Os cortes de Henrique Gomes

“No contexto da aplicação do memorando de entendimento com a troika teve lugar um comprovado esforço do Governo” para “identificação e quantificação de rendas excessivas pagas aos produtores de electricidade”. Henrique Gomes era o secretário de Estado da Energia e até tentou introduzir uma contribuição extraordinária sobre os ganhos da EDP que chocou de frente com os objectivos do Ministro das Finanças, Vítor Gaspar. “A prioridade dada pelo Governo à medida do memorando que previa a privatização da EDP inibiu a aplicação do modelo de equilíbrio do SEN que o governo produziu no início do seu mandato” e “a concretização da privatização condicionou o perfil das medidas adoptadas”. Os resultados das medidas de corte nas chamadas rendas ficaram aquém do esperado: “Os 2048 milhões de euros positivos para o SEN correspondem a 60 a 68% do previsto pelo governo de então; quanto ao impacto das medidas sobre a EDP, os 718 milhões de euros negativos para a EDP (verificado + projectado até 2020) perfazem 40% da previsão do governo”.

Extensão das tarifas garantidas das eólicas

Em 2013, o Governo criou um novo regime de remuneração para os produtores de energia eólica, permitindo-lhes, mediante o pagamento de uma contrapartida fixa, até 2020, prolongar as tarifas subsidiadas por cinco ou sete anos, após o final dos prazos inicialmente previstos. “O impacto tarifário desta extensão de garantias” aos produtores “foi objecto de acesa controvérsia” na comissão.

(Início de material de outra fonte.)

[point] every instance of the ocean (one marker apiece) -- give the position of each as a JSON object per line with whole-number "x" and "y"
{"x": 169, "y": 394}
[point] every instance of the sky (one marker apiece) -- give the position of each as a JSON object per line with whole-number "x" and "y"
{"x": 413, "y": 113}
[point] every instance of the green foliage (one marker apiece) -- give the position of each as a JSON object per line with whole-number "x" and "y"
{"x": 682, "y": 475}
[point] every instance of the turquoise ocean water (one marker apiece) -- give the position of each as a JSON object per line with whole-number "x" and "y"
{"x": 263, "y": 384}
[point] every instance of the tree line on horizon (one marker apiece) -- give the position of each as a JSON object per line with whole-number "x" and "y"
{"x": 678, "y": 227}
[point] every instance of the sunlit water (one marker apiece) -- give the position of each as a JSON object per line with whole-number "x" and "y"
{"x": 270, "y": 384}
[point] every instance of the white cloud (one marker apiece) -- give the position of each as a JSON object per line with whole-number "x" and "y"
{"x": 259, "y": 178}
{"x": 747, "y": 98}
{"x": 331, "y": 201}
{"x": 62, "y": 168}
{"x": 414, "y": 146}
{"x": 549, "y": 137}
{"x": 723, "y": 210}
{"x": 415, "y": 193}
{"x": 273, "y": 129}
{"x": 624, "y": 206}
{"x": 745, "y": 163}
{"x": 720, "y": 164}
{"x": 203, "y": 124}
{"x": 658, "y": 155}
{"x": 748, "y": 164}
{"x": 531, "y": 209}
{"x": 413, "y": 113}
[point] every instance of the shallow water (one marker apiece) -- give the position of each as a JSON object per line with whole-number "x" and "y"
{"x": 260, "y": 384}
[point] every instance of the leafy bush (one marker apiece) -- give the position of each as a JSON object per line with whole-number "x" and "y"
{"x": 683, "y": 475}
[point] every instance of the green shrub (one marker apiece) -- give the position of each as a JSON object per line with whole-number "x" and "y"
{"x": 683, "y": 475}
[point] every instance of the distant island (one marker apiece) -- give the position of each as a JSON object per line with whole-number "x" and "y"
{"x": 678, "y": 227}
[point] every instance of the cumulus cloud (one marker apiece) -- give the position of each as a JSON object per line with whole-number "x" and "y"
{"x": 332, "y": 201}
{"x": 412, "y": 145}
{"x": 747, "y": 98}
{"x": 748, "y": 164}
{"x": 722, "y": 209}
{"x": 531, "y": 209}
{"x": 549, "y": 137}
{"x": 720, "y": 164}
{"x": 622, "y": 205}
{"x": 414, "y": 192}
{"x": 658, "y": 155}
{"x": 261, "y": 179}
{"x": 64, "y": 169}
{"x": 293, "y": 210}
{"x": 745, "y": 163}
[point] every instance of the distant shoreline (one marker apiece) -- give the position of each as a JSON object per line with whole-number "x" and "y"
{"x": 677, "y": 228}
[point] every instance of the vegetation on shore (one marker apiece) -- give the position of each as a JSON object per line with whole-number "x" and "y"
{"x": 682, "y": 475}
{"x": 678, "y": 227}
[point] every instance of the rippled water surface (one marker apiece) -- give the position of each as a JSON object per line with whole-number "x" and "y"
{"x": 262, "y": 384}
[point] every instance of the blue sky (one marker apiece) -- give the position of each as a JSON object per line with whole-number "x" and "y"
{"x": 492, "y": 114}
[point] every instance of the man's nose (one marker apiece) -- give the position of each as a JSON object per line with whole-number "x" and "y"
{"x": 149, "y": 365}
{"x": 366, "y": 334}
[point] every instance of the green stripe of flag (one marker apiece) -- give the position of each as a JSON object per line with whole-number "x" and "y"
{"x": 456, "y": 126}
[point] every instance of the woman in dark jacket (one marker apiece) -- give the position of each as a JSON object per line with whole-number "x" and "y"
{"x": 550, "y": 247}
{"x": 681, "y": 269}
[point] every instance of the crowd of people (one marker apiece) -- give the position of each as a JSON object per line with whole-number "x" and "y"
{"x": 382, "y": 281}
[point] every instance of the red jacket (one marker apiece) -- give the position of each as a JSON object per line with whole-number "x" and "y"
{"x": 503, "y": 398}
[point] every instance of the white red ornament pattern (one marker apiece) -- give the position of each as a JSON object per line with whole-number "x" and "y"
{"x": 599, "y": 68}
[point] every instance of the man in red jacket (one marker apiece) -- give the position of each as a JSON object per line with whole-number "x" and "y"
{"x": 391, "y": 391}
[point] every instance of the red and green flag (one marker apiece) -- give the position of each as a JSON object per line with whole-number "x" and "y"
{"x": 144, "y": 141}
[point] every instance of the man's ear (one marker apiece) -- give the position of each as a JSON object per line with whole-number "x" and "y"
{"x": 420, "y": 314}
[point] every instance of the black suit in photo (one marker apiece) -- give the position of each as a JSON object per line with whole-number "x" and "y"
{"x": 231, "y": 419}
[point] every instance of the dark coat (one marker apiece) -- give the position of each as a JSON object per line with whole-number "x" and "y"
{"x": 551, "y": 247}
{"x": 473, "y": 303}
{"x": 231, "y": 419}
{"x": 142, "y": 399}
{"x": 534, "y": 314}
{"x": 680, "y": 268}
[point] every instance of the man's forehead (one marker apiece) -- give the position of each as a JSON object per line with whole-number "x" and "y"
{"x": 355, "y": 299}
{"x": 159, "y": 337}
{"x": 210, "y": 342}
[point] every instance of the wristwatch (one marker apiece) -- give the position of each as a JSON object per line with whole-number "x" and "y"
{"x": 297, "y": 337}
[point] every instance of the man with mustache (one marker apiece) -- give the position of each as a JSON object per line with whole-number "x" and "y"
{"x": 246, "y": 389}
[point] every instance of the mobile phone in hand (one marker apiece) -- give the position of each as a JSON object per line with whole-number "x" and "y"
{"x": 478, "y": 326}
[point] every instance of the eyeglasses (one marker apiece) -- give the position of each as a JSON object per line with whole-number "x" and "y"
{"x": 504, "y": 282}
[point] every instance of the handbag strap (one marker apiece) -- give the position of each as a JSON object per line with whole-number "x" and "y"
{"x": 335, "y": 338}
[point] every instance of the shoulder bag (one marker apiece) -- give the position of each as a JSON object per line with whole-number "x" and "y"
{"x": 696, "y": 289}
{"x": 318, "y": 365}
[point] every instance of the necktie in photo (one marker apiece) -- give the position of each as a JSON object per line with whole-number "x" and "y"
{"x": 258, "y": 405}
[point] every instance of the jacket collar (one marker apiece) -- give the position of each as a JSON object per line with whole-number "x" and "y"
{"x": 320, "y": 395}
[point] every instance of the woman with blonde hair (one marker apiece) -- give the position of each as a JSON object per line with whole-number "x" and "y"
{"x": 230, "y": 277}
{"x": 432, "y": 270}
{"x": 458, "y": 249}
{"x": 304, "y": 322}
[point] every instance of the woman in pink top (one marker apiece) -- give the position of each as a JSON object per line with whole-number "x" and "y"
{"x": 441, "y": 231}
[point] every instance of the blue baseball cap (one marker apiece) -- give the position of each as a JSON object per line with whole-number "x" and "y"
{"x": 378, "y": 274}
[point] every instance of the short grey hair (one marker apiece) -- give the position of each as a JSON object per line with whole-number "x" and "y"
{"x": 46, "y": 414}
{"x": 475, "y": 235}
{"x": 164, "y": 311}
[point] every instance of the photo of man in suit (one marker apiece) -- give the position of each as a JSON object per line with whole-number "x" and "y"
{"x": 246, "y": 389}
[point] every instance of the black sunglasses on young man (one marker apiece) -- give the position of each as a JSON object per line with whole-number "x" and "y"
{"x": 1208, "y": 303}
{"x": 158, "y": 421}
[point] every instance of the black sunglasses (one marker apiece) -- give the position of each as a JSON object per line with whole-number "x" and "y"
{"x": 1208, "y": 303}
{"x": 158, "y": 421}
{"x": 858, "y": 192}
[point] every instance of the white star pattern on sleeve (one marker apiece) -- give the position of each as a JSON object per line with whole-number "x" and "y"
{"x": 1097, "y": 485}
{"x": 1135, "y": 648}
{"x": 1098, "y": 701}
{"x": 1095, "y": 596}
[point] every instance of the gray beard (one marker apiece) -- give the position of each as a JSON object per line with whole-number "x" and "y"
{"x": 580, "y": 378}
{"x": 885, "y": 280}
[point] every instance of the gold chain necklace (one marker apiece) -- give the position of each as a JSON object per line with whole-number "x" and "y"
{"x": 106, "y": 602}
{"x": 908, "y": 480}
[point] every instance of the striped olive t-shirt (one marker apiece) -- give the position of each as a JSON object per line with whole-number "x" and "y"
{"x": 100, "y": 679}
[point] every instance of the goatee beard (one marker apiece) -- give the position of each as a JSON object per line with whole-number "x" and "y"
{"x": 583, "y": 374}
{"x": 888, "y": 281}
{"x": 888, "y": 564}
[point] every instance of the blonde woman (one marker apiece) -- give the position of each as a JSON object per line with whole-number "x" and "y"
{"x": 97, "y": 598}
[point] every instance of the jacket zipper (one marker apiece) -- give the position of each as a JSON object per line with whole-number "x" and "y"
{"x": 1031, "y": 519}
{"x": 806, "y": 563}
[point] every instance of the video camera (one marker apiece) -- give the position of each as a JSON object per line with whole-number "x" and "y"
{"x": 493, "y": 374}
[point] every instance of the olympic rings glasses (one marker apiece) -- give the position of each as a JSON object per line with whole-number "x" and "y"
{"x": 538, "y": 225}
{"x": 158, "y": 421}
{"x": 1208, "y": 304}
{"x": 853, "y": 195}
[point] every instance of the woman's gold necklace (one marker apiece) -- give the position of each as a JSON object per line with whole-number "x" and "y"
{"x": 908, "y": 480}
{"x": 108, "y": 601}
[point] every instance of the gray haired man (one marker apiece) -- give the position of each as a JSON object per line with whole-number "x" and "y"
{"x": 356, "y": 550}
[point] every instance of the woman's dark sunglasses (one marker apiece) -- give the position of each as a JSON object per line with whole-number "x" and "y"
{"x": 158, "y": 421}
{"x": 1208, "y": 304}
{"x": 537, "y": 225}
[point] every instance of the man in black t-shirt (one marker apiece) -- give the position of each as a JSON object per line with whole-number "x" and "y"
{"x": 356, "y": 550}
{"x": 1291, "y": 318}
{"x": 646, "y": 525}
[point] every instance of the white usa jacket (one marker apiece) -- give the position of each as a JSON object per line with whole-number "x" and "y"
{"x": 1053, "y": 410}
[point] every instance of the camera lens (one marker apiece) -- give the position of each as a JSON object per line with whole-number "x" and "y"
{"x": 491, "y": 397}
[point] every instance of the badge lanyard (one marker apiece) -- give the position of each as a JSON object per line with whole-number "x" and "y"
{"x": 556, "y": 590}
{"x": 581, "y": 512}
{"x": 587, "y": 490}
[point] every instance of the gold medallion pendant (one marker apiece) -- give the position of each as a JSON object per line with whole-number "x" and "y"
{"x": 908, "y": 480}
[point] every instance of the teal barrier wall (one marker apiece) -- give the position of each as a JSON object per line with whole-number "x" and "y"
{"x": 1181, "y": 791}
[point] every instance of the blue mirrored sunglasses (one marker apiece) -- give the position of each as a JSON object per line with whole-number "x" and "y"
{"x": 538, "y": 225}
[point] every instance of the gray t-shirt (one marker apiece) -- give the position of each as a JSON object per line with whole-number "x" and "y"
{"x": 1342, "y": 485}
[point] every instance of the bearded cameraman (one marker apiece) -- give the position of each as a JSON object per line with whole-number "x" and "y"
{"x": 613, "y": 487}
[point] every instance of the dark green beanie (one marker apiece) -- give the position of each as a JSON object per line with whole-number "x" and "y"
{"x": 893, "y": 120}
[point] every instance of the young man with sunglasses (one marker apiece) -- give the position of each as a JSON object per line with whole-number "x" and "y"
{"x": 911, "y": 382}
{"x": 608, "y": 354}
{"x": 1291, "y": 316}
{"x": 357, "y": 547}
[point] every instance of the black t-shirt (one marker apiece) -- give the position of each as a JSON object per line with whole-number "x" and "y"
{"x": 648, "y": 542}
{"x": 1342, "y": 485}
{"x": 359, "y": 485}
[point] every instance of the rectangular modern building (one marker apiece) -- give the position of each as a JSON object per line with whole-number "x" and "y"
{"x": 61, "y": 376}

O relatório defende que é preciso regressar ao regime anterior, “assegurando a devolução aos produtores das contribuições voluntárias pagas até hoje, acrescidas dos juros respectivos”. A medida poderá custar cerca de 200 milhões de euros.

Manuel Pinho e João Conceição

O relatório refere que, ao longo dos trabalhos da comissão, “foram apurados factos sobre a actuação de Manuel Pinho [ex-ministro da Economia] e João Conceição [administrador da REN], arguidos no âmbito da investigação judicial decorrente da “Operação Ciclone”, que se somaram à informação extraída do processo judicial em curso e remetida à CPIPREPE pela Procuradoria-Geral da República”. “Esses novos factos apurados pela CPIPREPE foram comunicados à PGR e constam deste relatório, reforçando, e em nenhum caso contrariando, indícios que levaram à abertura do referido processo de investigação”.